Bu arada Rus RIA Novosti Haber ajansı, Suriye Ordu birlikleri tarafından Halep kırsalında yakalanan ve geçmişte Ahraru’ş Şam, Nureddin Zengi Hareketi gibi örgütlerde görev yapmış cihatçı militanların sorgularında Türkiye’nin El Nusra’nın oluşumundaki rolüne dair ifşaatlarda bulunduklarını iddia eden Halep mahreçli bir haber yayımladı.

4 Şubat Salı günü Dışişleri Bakanı Mevlüt Çavuşoğlu’nun Rusya Dışişleri Bakanı Sergey Lavrov ile Suriye’de yaşanan gelişmeleri de ele aldıkları bir telefon görüşmesi yaptığı haberi geldi. Görüşme ile ilgili olarak Türk tarafı ayrıntılı bilgi vermez iken, Kremlin Sözcüsü Dmitriy Peskov, “Rus ve Türk askeri yetkililer sürekli temas halinde. Yüksek düzeyde [Putin ile Erdoğan] arasında herhangi bir görüşme yapılmadı. Liderlerin isteği üzerine en kısa zamanda görüşme kararlaştırılabilir” demekle yetindi, ancak “İdlib bölgesindeki terör gruplarının faaliyetlerinden endişe duymaya devam ettiklerini” söylemeyi de ihmal etmedi.

Bu arada hem dünyadaki hem de Suriye’deki gelişmeleri yakından takip ederek Medya Günlüğü sitesinde kaleme aldığı yazılarıyla bizlere aktaran Rusya uzmanı Aydın Sezer, söz konusu telefon görüşmesinde iki tarafın Soçi mutabakatına atıfta bulunduklarını yazdı. Görüşmeden kısa bir süre sonra, Moskova Büyükelçimiz Mehmet Samsar’ın Rusya Dışişleri Bakan Yardımcısı Mihail Bogdanov ile Suriye’deki krizlerin çözümünü de temel alan bir görüşme yaptıklarını öğrendik.

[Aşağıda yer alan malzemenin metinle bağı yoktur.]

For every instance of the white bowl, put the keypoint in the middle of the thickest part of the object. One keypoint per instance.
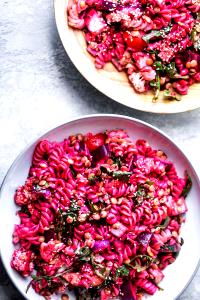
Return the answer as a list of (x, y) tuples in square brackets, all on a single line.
[(108, 80), (177, 275)]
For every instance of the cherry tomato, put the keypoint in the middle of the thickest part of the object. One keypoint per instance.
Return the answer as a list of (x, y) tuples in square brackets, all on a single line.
[(95, 141), (134, 42)]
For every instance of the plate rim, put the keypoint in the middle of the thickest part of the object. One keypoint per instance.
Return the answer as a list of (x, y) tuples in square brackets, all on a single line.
[(90, 116), (139, 107)]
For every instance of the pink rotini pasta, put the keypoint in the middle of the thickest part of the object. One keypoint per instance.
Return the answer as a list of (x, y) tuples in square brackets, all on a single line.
[(156, 43), (99, 214)]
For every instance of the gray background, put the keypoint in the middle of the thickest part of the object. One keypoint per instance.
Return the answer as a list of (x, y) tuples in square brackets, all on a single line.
[(40, 89)]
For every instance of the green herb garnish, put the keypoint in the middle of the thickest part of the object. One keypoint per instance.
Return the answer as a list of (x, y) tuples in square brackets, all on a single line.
[(84, 254), (157, 33), (146, 262), (164, 224), (122, 175), (122, 271), (172, 95), (156, 85)]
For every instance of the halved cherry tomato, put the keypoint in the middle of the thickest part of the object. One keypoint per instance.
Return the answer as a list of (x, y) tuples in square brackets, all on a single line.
[(134, 42), (95, 141)]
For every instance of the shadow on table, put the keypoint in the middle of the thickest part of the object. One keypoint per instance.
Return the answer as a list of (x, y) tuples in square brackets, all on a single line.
[(7, 289)]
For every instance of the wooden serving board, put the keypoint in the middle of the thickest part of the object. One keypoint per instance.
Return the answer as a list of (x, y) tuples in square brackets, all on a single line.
[(109, 81)]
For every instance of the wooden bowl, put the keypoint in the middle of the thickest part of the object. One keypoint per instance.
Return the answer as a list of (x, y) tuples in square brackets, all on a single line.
[(109, 81)]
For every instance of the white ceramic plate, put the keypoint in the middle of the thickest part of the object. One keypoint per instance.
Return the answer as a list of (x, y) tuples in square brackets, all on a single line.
[(177, 275), (109, 81)]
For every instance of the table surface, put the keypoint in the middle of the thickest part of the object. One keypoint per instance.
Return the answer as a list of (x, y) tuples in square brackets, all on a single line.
[(40, 89)]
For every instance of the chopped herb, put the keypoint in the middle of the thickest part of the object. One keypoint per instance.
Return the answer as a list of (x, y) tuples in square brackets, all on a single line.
[(156, 85), (158, 65), (187, 186), (24, 209), (122, 271), (117, 161), (171, 94), (156, 33), (48, 278), (146, 262), (122, 175), (170, 69), (149, 182), (170, 248), (84, 254), (164, 224), (195, 34), (92, 178), (74, 206)]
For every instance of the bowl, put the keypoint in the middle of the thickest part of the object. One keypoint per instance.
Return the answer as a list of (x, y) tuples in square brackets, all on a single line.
[(109, 81), (181, 271)]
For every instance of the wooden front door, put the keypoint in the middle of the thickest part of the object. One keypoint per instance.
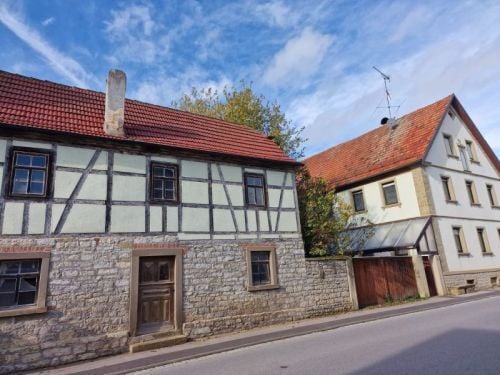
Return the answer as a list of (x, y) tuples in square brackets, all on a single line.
[(156, 294)]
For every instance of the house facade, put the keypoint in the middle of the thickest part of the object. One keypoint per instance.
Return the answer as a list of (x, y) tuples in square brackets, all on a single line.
[(429, 183), (124, 223)]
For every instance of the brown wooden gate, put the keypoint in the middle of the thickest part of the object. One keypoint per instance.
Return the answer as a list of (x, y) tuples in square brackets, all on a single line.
[(380, 279), (156, 293)]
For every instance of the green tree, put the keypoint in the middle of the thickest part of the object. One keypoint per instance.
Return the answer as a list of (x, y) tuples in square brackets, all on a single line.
[(325, 219), (242, 105)]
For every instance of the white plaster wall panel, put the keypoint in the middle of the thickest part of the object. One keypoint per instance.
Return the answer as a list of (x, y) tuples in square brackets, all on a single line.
[(288, 199), (247, 236), (273, 196), (36, 222), (3, 147), (252, 220), (13, 218), (165, 159), (463, 208), (128, 219), (288, 222), (32, 144), (57, 210), (376, 212), (101, 164), (263, 221), (193, 236), (129, 188), (236, 194), (74, 157), (65, 183), (223, 221), (240, 219), (172, 219), (274, 216), (275, 178), (94, 187), (195, 219), (155, 219), (459, 132), (254, 170), (231, 173), (194, 169), (224, 236), (86, 218), (194, 192), (129, 163), (218, 194), (477, 260)]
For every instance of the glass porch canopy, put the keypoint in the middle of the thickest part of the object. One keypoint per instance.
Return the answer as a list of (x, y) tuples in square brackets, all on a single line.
[(406, 234)]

Gerçi, dün Yeniden Asya Girişimi toplantısında konuşan Dışişleri Bakanı Çavuşoğlu, İdlib'de TSK ile Suriye Ordusu (SAA) arasında yaşanan çatışmayla ilgili olarak, “Rusya'yla diyaloğumuzun amacı sükuneti sağlamak ancak rejimin dizginlenmesi gerekiyor. Astana ve Soçi süreçleri tamamen ortadan kalkmadı ama yara almaya başladı,” dedi. Ancak sanki ortalık sakinleyeme başlıyor…

Evet Türkiye ve Rusya İdlib konusunda benzer düşünmüyorlar, aralarında büyük görüş ayrılıkları ve derin ihtilaflar var. Bu köşede yayımlanmak üzere 2 Şubat Pazar günü kaleme aldığım yazımda, İdlib’deki gerginliğin ardında hangi faktörlerin yatmakta olduğunu da açıklamaya çalışmıştım.  Tabii o gün henüz yukarıda bahsettiğim ilk olaydan haberdar değildik. Misillemeler serisi de henüz başlamamıştı. Sonradan yukarıda ayrıntılarını aktardığım son gelişmeler ve misillemeler ile bölgedeki gerilime ağır, yeni yükler binmiş oldu. Lakin şimdi “temkinli iyimserliğimizi” koruyacağımız bir momente ulaştık sanıyorum. İdlib’de şu an için “sular duruldu” diyemez isek de, “beterinden döndüğümüzü” ve başkaca bir tekinsiz gelişme meydana gelmezse, bölgenin bilinen “fabrika ayarları” (!) gerginliğine geri dönmekte olduğunu söylemekte sanırım bir beis yok.

Öte yandan Rusya desteğindeki Suriye Arap Ordusu’nun Lazkiye’yi Halep’e bağlayan M4 karayolu üzerindeki Neyreb’de de denetimini sağladığını da kaydedelim. M4 ve M5 karayollarının kesişme noktası olan Serakip ile Neyrep arasında tıpkı şehrin kuzeyinde, güneyinde ve doğusunda olduğu gibi yeni kurulan bir TSK gözlem istasyonu olduğunu da ilave edelim.

Böyle bir durumda, Suriye Ordu birlikleri, M5 boyunca kuzeye ilerlemek yerine, 10 km güneydoğusuna kadar geldikleri İdlib şehrine yönelerek, burayı cihatçılardan arındırıp “el yükseltirler” mi, bilmiyoruz. Belki de böyle yapıp sonrasında (buradaki Serakip pürüzü Türkiye ile aşılana kadar) M5’i takip etmek yerine, İdlib’i Taftanaz üzerinden Halep’e bağlayan 60 numaralı karayolunu takip ederek (M5 yerine buradan) kuzeydoğuya ilerlemek isteyeceklerdir, şu an için bunu da, bilmiyoruz. Bildiğimiz, İdlib’in ateşinin kısa sürede sona erecek gibi olmadığı. 15’inci Astana (Nur Sultan) formatlı toplantıya kadar da neler olabileceğini tam olarak bilmeye sanırım imkân yok.